The bonus was that he could also stay on campus with Alison, who was about to start dental school at UCLA. After a year on staff at the library, Lee moved to social sciences computing, where one of his inaugural assignments was to create the first-ever computer help desk for the entire division. Eight years later, he teamed up with IT colleagues campuswide to develop the UCLA-wide Help Desk Consortium which has since blossomed, with Lee’s help, into the UCLA BruinTech community of campus tech experts. Among his current projects is working with leaders across social sciences to update websites to enlist the latest in web design and technology.

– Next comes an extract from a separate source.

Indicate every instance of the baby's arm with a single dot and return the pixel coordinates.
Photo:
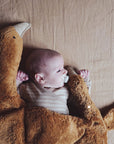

Along the way, Lee found time to enroll in UCLA’s intensive, yearlong Professional Development Program, as well as to serve on Staff Assembly’s board of directors before being elected president. He also served as a staff representative for four years on UCLA Recreation’s John Wooden Center Board of Governors when UCLA’s Healthy Campus Initiative was introduced.
Today, given Lee’s commitments to Staff Assembly, his demanding job and busy family life, his main connection with UCLA Recreation is through exercise during his workday. Several times a week, you can find him in the North Pool at Kaufman Hall at 6:30 a.m. or in a yoga class at noon. And he runs.
“I run around UCLA almost daily after work, even in the rain,” he said.
This year, Lee and his wife made a mutual New Year’s resolution to run at least one mile a day. As of today, 61 days into 2016, Alison has successfully met the 61-mile target. Not surprisingly, her husband is already up to 190 miles.